Team-Based Learning™ (TBL) is a strategy that accomplishes these goals. It transforms passive, lecture-based coursework into an environment that promotes more self-directed learning and teamwork, and makes the classroom come "alive."
This book is an introduction to TBL for health profession educators. It outlines the theory, structure, and process of TBL, explains how TBL promotes problem solving and critical thinking skills, aligns with the goals of science and health courses, improves knowledge retention and application, and develops students as professional practitioners. The book provides readers with models and guidance on everything they need to know about team formation and maintenance; peer feedback and evaluation processes, and facilitation; and includes a directory of tools and resources.
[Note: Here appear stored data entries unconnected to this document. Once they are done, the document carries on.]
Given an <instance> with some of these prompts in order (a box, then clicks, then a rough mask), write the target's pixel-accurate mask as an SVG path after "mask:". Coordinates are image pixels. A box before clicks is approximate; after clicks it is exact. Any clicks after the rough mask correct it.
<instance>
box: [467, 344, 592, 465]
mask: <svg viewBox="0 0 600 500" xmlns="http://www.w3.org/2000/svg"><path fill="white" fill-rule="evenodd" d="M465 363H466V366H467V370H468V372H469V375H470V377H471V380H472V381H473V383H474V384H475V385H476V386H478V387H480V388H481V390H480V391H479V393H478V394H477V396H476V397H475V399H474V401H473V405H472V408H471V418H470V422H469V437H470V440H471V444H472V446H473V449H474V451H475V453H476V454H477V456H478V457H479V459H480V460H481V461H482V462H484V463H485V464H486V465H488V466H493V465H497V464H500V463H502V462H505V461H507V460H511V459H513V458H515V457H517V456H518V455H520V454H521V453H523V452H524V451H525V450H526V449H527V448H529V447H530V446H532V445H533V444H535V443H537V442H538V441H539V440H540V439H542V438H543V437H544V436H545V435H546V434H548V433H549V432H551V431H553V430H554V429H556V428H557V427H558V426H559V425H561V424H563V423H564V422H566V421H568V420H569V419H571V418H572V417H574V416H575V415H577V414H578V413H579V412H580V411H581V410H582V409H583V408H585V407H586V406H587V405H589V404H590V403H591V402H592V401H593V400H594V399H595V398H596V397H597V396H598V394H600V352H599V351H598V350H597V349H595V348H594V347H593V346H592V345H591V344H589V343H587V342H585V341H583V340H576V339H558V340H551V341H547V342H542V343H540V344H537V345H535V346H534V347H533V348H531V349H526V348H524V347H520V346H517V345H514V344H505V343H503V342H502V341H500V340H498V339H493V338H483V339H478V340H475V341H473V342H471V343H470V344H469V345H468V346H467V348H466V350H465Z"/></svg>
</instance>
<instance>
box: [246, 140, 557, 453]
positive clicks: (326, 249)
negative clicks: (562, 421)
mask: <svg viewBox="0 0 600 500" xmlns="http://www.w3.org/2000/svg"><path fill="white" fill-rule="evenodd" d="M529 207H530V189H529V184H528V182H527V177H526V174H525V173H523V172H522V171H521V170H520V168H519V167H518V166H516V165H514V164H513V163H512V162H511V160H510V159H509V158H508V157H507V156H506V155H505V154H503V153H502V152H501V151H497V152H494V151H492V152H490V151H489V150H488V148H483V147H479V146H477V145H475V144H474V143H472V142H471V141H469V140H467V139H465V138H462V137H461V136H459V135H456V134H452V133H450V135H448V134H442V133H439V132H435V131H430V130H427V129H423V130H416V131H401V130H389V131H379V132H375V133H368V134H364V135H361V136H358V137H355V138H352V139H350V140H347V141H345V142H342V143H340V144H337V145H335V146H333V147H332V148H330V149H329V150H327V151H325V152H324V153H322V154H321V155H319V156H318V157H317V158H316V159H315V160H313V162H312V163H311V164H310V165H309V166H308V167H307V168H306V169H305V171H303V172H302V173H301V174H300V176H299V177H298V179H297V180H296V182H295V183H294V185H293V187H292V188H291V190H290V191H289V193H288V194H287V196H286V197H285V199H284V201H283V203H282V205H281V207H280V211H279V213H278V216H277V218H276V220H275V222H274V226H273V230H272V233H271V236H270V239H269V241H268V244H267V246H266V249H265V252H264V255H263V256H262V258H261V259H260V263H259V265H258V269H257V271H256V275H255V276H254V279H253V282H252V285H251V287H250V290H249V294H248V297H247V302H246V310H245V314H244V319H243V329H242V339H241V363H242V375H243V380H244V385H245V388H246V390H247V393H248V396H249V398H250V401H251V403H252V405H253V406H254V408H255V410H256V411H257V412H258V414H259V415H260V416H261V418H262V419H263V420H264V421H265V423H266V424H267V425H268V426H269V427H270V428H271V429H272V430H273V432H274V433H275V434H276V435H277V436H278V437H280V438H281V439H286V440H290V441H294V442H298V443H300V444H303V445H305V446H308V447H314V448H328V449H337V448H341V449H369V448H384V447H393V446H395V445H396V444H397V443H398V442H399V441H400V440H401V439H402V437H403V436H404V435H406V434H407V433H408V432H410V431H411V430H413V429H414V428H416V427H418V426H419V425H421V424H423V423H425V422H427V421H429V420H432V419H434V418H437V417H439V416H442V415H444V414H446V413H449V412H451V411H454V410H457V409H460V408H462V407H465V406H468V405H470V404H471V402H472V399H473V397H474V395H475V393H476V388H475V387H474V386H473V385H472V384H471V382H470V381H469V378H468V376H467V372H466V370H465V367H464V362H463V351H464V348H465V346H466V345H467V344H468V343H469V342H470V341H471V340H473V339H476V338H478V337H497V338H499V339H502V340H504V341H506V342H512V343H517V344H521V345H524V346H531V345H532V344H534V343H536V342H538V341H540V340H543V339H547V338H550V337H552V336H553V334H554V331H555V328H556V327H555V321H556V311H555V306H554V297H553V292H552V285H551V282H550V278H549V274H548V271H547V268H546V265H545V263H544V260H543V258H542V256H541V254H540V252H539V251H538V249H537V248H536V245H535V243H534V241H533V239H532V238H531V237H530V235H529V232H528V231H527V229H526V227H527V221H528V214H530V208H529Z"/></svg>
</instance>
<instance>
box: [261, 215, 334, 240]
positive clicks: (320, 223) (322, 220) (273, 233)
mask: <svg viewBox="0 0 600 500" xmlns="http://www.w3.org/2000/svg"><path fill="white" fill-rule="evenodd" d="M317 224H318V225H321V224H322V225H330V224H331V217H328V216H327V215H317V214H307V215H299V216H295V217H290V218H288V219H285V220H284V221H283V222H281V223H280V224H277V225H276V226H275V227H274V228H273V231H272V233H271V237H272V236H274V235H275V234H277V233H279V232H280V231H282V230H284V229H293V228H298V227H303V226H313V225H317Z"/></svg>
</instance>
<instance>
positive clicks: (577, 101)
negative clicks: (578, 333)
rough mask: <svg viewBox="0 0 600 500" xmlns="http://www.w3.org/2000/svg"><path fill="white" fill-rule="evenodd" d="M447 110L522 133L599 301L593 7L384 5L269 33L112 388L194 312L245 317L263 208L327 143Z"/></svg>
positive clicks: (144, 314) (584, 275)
The book includes chapters in which instructors describe how they apply TBL in their courses. The examples range across undergraduate science courses, basic and clinical sciences courses in medical, sports medicine and nursing education, residencies, and graduate nursing programs. The book concludes with a review and critique of the current scholarship on TBL in the health professions, and charts the needs for future research."
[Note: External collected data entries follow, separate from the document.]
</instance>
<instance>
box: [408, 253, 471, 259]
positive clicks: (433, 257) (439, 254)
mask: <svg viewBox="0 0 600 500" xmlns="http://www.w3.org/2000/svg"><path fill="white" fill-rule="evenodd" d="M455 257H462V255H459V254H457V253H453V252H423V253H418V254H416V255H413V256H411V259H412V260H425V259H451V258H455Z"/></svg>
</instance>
Team-Based Learning™: A Transformative Use of Small Groups in College Teaching
Editors: Larry K. Michaelsen, Arletta B. Knight, and L. Dee Fink
Publisher: Stylus Publishing, Sterling VA
"This book is a complete guide to implementing TBL in a way that will promote the deep learning all teachers strive for. This is a teaching strategy that promotes critical thinking, collaboration, mastery of discipline knowledge, and the ability to apply it.
Part I covers the basics, beginning with an analysis of the relative merits and limitations of small groups and teams. It then sets out the processes, with much practical advice, for transforming small groups into cohesive teams, for creating effective assignments and thinking through the implications of Team-Based Learning™.
In Part II teachers from disciplines as varied as accounting, biology, business, ecology, chemistry, health education and law describe their use of Team-Based Learning™. They also demonstrate how this teaching strategy can be applied equally effectively in environments such as large classes, mixed traditional and on-line classes, and with highly diverse student populations.
Part III offers a synopsis of the major lessons to be learned from the experiences of the teachers who have used TBL, as described in Part II. For teachers contemplating the use of TBL, this section provides answers to key questions, e.g., whether to use Team-Based Learning™, what it takes to make it work effectively, and what benefits one can expect from it-for the teacher as well as for the learners.
The appendices answer frequently asked questions, include useful forms and exercises, and offer advice on peer evaluations and grading. A related Web site that allows readers to "continue the conversation," view video material, access indexed descriptions of applications in various disciplines and post questions further enriches the book. The editors' claim that team-based instruction can transform the quality of student learning is fully supported by the empirical evidence and examples they present. An important book for all teachers in higher education."